A borboleta voava pelo jardim e observou a família das flores:

- Que beleza de família. É a família mais colorida que conheço, é a família das flores.

E voando em torno delas ficou encantada com tanta harmonia. Num momento de seu voo, viu num canto do jardim uma florzinha branca chorando.

- Por que você está chorando? – perguntou a borboleta.

- Sou muito infeliz, respondeu a flor. Estou presa no chão. Não posso respirar o ar fresco, nem ver a luz do Sol. O chão é úmido, cheira mal, só vejo sombras.

- Ora, ora. Não adianta chorar, vamos dar um jeito nisso.

A borboleta ficou quieta, pousada na pétala da flor pensando e depois falou:

- Vocês constituem uma grande família. Que tal se todas se emprenharem em ajudar a florzinha necessitada?

Todas escutaram com atenção e começaram a se movimentar.
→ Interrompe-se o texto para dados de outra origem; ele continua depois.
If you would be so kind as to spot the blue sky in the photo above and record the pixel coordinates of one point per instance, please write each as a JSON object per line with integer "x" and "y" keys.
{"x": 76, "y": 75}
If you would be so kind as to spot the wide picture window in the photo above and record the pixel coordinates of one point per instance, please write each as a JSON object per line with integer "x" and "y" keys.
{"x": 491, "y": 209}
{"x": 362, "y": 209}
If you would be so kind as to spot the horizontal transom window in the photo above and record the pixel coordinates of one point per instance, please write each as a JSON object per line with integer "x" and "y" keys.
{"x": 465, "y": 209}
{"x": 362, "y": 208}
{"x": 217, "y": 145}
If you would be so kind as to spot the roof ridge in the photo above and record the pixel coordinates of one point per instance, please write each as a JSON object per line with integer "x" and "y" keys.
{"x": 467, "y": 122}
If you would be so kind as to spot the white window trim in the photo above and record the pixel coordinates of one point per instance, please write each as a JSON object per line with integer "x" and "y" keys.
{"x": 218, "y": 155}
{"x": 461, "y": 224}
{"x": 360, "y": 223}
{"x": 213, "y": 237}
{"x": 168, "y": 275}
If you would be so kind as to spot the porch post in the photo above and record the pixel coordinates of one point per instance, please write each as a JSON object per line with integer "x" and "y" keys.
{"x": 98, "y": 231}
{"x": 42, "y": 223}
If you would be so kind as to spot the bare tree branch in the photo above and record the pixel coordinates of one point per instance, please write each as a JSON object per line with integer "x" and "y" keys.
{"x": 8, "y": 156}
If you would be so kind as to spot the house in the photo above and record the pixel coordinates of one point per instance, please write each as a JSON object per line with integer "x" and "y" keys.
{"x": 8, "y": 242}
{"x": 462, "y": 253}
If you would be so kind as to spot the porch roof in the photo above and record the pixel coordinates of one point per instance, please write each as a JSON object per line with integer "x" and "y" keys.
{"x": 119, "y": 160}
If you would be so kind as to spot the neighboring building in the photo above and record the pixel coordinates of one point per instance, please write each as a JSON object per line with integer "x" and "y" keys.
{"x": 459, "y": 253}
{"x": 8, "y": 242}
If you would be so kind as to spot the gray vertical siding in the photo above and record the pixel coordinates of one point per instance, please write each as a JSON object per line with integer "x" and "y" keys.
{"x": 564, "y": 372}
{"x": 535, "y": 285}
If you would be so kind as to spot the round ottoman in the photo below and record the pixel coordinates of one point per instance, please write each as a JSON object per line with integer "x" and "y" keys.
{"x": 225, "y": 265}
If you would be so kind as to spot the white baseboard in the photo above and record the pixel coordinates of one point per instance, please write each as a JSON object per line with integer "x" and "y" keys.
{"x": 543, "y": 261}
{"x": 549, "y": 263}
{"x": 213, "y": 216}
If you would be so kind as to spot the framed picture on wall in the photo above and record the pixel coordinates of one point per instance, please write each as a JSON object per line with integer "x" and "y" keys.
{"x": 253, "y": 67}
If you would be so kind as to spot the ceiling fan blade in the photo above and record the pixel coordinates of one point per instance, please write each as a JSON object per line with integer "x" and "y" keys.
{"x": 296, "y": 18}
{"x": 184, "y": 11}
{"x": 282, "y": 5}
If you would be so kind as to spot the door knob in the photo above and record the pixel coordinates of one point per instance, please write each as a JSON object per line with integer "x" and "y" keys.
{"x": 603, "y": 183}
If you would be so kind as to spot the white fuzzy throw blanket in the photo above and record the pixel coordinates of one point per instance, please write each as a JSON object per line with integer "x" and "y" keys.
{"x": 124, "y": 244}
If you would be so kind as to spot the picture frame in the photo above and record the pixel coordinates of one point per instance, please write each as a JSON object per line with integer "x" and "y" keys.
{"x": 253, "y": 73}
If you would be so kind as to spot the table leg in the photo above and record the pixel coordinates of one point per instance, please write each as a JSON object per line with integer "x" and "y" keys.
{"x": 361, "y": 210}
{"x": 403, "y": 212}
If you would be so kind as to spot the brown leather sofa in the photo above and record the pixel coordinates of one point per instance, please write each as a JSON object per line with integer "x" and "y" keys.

A borboleta voltou carinhosamente seu olhar doce para a pobre planta e disse:

- E você também precisa se ajudar!

- Vá se esticando para o alto, faça todo esforço que puder. Assim você vai sair da sombra, da umidade e ficar quentinha ao Sol.

E assim elas fizeram.

Todos os dias a borboleta ia ajudar a flor a se esticar.

O caule foi crescendo, crescendo.

As outras plantas também ajudavam.

- Encoste em mim que eu seguro você, disse a roseira.

- Enrole seu caule fino no meu galho forte, disse o jasmim.

Com o auxílio de todos no jardim, ela foi crescendo, se enroscando, até que um dia viu o Sol.

Ela ficou contente. Suas pétalas ficaram vermelhas ao calor do Sol. Continuou crescendo, se esticando, se enrolando, encheu-se de flores vermelhas, transformando-se em uma linda trepadeira.

Quando, um dia, a borboleta voltou ali, observou:

- Que maravilha, todos nós estamos na família certa! Em toda família tem um membro com mais necessidades que o outro. Pois é, isso prova a sabedoria Divina.

- Os que têm mais condições, por certo têm o dever de contribuir para que os mais infelizes cresçam também. É a lei de cooperação mútua, lei de amor, fraternidade, doação.

- A família é a maior fonte de doação e aprendizado que conheço.